28.5.15

A little poetic mystery



Out with Marjorie the other week, pootling to the Post Office which is two miles away. On the way back, I spotted a notice pinned to a gate post and, as one does, stopped to investigate.


However, it wasn't a planning application for a new housing estate (although that is in the pipeline for this area). It was a Thomas Hardy poem. Rather random, but lovely. 


 The Walk


You did not walk with me

Of late to the hill-top tree

By the gated ways,

As in earlier days;

You were weak and lame,

So you never came,

And I went alone, and I did not mind,

Not thinking of you as left behind.



I walked up there to-day

Just in the former way;

Surveyed around

The familiar ground

By myself again:

What difference, then?

Only that underlying sense

Of the look of a room on returning thence.



  
Pondering this and wondering 'who, what why and when?', I cycled on. And came then stopped.


Another country poem, pinned to another gatepost, with the brooding Wrekin just showing in the background.



A sonnet, by John Clare.


A Spring Morning

THE Spring comes in with all her hues and smells,
In freshness breathing over hills and dells;
O’er woods where May her gorgeous drapery flings, 
And meads washed fragrant by their laughing springs.
Fresh are new opened flowers, untouched and free
From the bold rifling of the amorous bee.
The happy time of singing birds is come,
And Love’s lone pilgrimage now finds a home;
Among the mossy oaks now coos the dove,
And the hoarse crow finds softer notes for love.                        
The foxes play around their dens, and bark
In joy’s excess, ’mid woodland shadows dark.
The flowers join lips below; the leaves above;
And every sound that meets the ear is Love.



10 comments:

Soozcat said...

Oh, that is lovely! I wonder a bit who posted them, but in a way it's nicer just to enjoy it for what it is, mystery and all -- like volunteer flowers that pop up where you least expect them.

Charlotte said...

It is such a lovely idea, Somerset poetry boxes (see Davina Jelley No 7 Dulverton) does it the other way, inviting poetry to be written. Think I might start posting similar here in the city.

Jess said...

How very lovely to think that someone took the trouble to put these poems up for others to see. It reminds me of the film we went to see last night, Far From the madding Crowd; lovely countryside and proper escapism from the modern world. :) xx

Frances said...

Hmmm, Gretel, I love the mystery of these poems' posting. What a grand sighting as you pootled along on Marjorie. It seems that you took a good route and a fine velocity.
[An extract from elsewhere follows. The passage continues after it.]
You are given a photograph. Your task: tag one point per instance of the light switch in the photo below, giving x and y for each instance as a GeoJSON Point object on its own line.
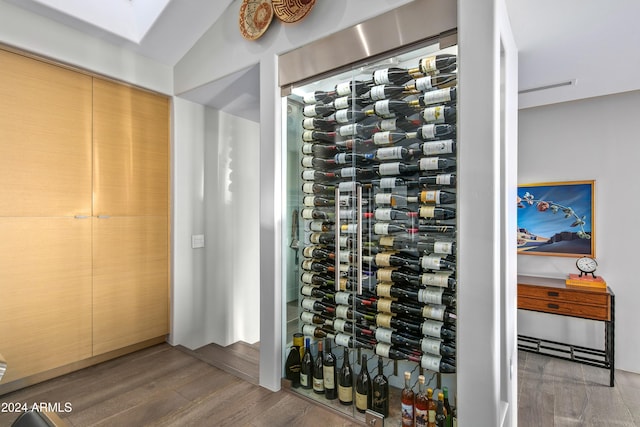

Will you perhaps ride this way again?

As always, it's also grand to see a post from you. Wishing you and yours lots of love. xo

Pamela Terry and Edward said...

A little bit of magic in an ordinary day.

Gerry Snape said...

I love this way of getting poetry out there...these are so good!!

frayed at the edge said...

What a wonderful idea - but think how many people would miss them as they whizzed past in cars!

http://frayedattheedge.typepad.co.uk

Caz said...

two ways to see this.....yes the idea is nice.I love poetry and I also to went to see Far from the Madding Crowd.(really enjoyed it)but I think ...how many more people will see this and copy? Then it just becomes another piece of litter in the countryside. If it is a useful bit of information on the paper (planning etc.,fair enough.) Then again...who will see it as they drive by? Everyone seems to want to be involved in something...like that awful idea of yarnbombing for instance.

Jeri Landers said...

A poetic soul just sharing the beauty of words...must have made your ride complete.

Granny Sue said...

Wandered over from MacQue's blog, and so glad I did. Thomas Hardy is a favorite of mine, and that first poem really touches me. I've been there, as has anyone who has loved and lost. Whoever left the poems, I thank them, and I thank you for sharing them.